Le PDG de Coinbase, Brian Armstrong, a transformé la lutte politique américaine sur la cryptographie en un argument de compétitivité nationale, affirmant que la rivalité avec la Chine pourrait renforcer l'Amérique.
Armstrong a déclaré que la concurrence avec la Chine « pourrait être la meilleure chose qui soit arrivée à l'Amérique depuis la guerre froide », ajoutant que les États-Unis étaient devenus complaisants après avoir dominé les marchés mondiaux pendant des années. Le PDG de Coinbase a affirmé que la concurrence « engendre l'excellence » alors qu'il exhortait les législateurs à considérer les règles relatives à la cryptographie comme faisant partie de la compétition économique de l'Amérique avec Pékin.
Au cours de la dernière année, Armstrong a maintes fois soutenu que Washington risquait d'affaiblir l'industrie crypto américaine s'il adoptait des règles qui poussaient l'activité des actifs numériques à l'étranger. Selon Armstrong, des politiques restrictives sur les stablecoins et les marchés crypto pourraient donner un avantage à la Chine, aux émetteurs offshore et aux projets de monnaies numériques de banque centrale échappant au contrôle américain.
Dans ses arguments concernant les stablecoins, Armstrong a averti que l'interdiction des stablecoins porteurs d'intérêts n'arrêterait pas la demande de rendement. Il a déclaré qu'une telle interdiction bénéficierait plutôt aux efforts de la CBDC chinoise et aux stablecoins étrangers opérant au-delà de la surveillance américaine.

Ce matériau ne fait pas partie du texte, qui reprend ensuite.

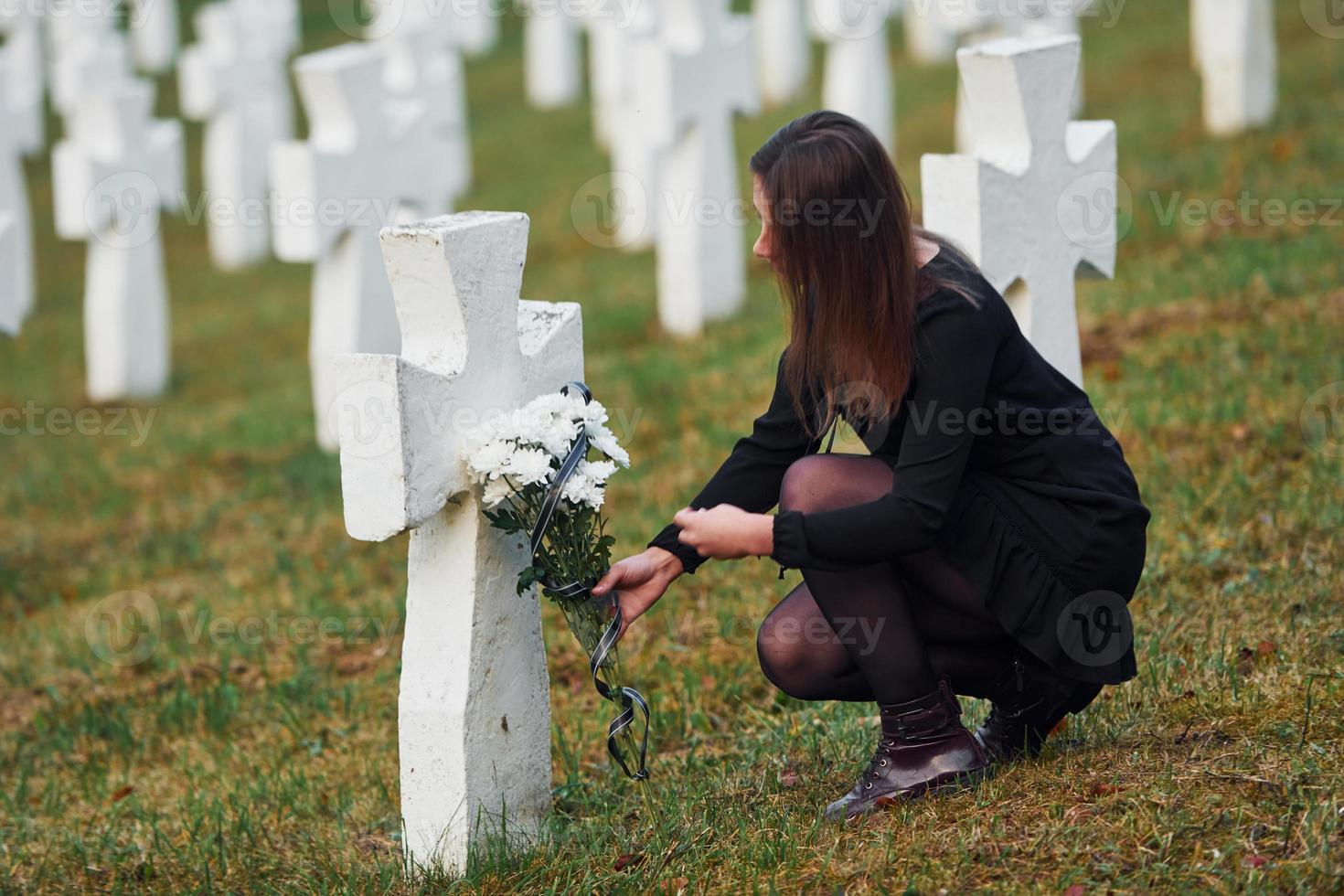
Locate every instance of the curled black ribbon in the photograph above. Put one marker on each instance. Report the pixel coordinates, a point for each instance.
(625, 698)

Le PDG de Coinbase a utilisé ce message alors que le Congrès examine une législation sur la structure du marché pour les actifs numériques. Son argument présente la réglementation crypto non seulement comme une question de politique financière, mais aussi comme une question de leadership américain dans la finance mondiale.
Le débat a également exacerbé les tensions entre les entreprises crypto et les banques traditionnelles. Le PDG de JPMorgan, Jamie Dimon, a récemment attaqué Armstrong avec un langage inhabituellement vif, le traitant de « plein de merde », selon le rapport.

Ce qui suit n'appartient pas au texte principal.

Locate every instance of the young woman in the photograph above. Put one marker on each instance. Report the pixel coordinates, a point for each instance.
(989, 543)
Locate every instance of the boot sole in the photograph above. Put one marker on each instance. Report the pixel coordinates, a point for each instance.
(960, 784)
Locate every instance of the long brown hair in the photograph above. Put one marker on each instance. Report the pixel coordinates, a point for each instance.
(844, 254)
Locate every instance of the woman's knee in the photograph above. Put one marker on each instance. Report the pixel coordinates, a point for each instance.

Armstrong a répondu en accusant les grandes banques d'essayer d'utiliser la réglementation pour affaiblir les concurrents crypto plutôt que de créer de meilleurs produits. Coinbase a soutenu que les réseaux crypto ouverts et les stablecoins peuvent moderniser les systèmes de paiement et l'infrastructure financière, tandis que les banques ont averti les législateurs des risques liés à une surveillance plus légère.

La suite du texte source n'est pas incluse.